The officer took several photographs of a couple of snakes he encountered in Ningalo Reef and forwarded them to the ARC Center of Excellence for Coral Reef Studies, affiliated with James Cook University, in Townsville.
After researchers analyzes the images, they came to the startling conclusion that the reptiles are actually two Australian short nosed sea snakes (scientifically known as Aipysurus apraefrontalis).
This predatory species had been categorized as critically endangered on the IUCN Red List of Threatened Species approximately five years ago, but an actual specimen hadn’t been reported ever since the year 2000.
Back in the 1990’s, the reptiles, whose natural habitats were in Australia’s Ashmore and Hibernia Reefs, were considered to be the third most frequently encountered type of sea snake.

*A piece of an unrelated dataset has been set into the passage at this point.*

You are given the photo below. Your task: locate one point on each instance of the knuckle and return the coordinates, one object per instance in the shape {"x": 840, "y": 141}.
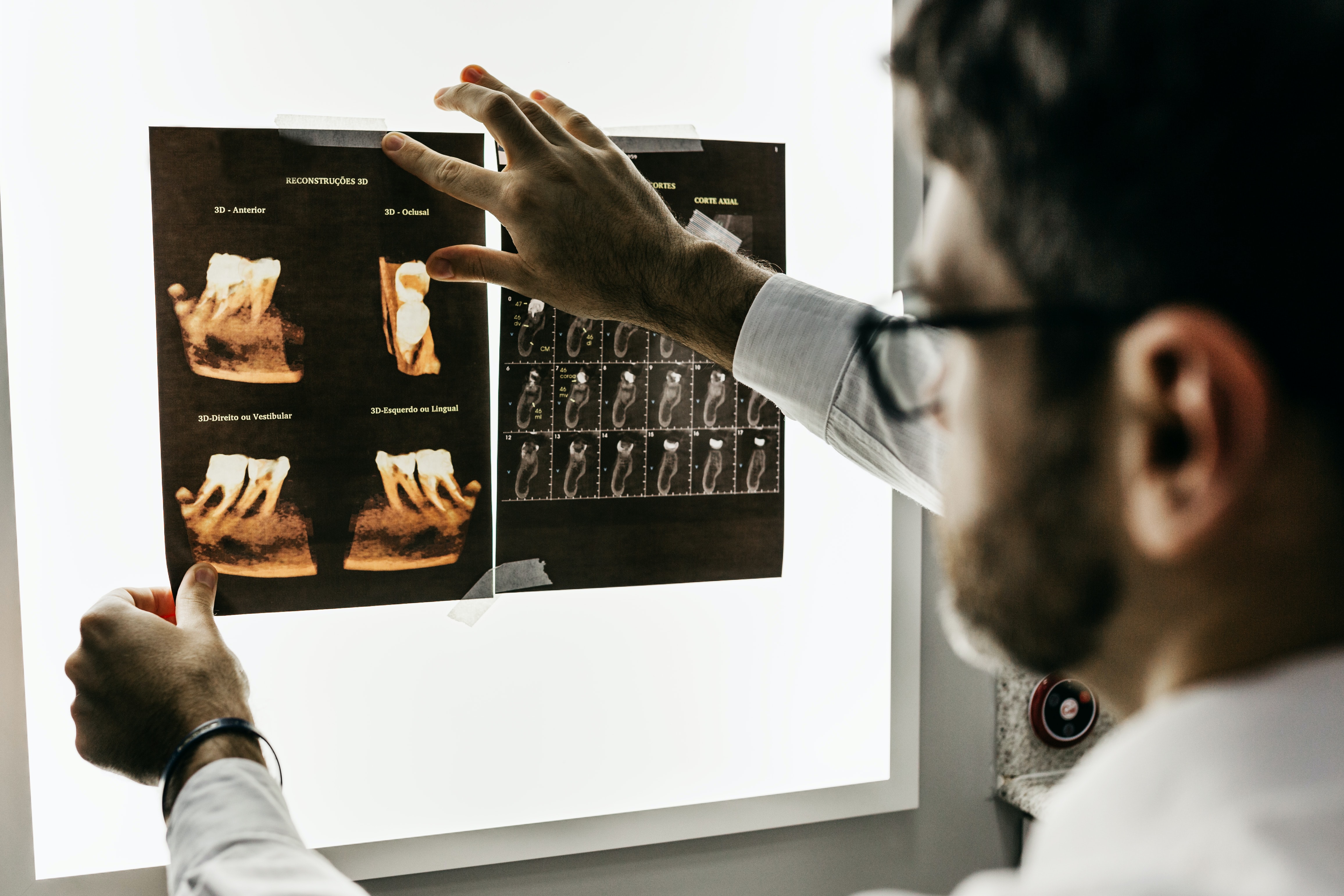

However since there had been no sightings in the last 15 years researchers had assumed that the species had gone virtually extinct by now, suffering a population loss exceeding more than 90% across 3 generations.
Now it appears this theory will have to be revised, since there are still some short nosed sea snakes roaming Australia’s waters, although their true number remains unknown.
Even more promising is the fact that the two snakes captured on camera were actually performing a mating ritual. This indicates that they are actually part of a group whose number may be growing, since free interbreeding hasn’t been put on halt.
Furthermore, Australian scientists have also discovered an unusually large group of Aipysurus foliosquama (commonly known as leaf-scales sea snakes), which had also been labelled as critically endangered on IUCN’s Red List of Threatened Species.
While the reptiles’ usual habitat spans across less than 4 square miles in Ashmore Reef, now they have been encountered more than 1,000 miles away from that area, in Shark Bay’s seagrass meadows, proving that they don’t rely exclusively on tropical coral reefs after all.
The findings have been detailed in a study published in the online edition of Elsevier’s Biological Conservation journal.
Blanche D’Anastasi, PhD candidate in the ecology and connectivity of seas snakes at James Cook University, has led this research and according to her it remains crucial to intensify conservation efforts, especially now that there is hope to save some species from imminent extinction.
As she recommends, the sea snake population should be more closely tracked, so as to identify potential variations and trends.
Currently, it’s believed that these reptiles are endangered because of coral bleaching, coupled with excessive pressure on their natural habitat.
Another possible explanation for their decline might be trawling, a type of fishing through which boats drag fishing nets across the ocean floor.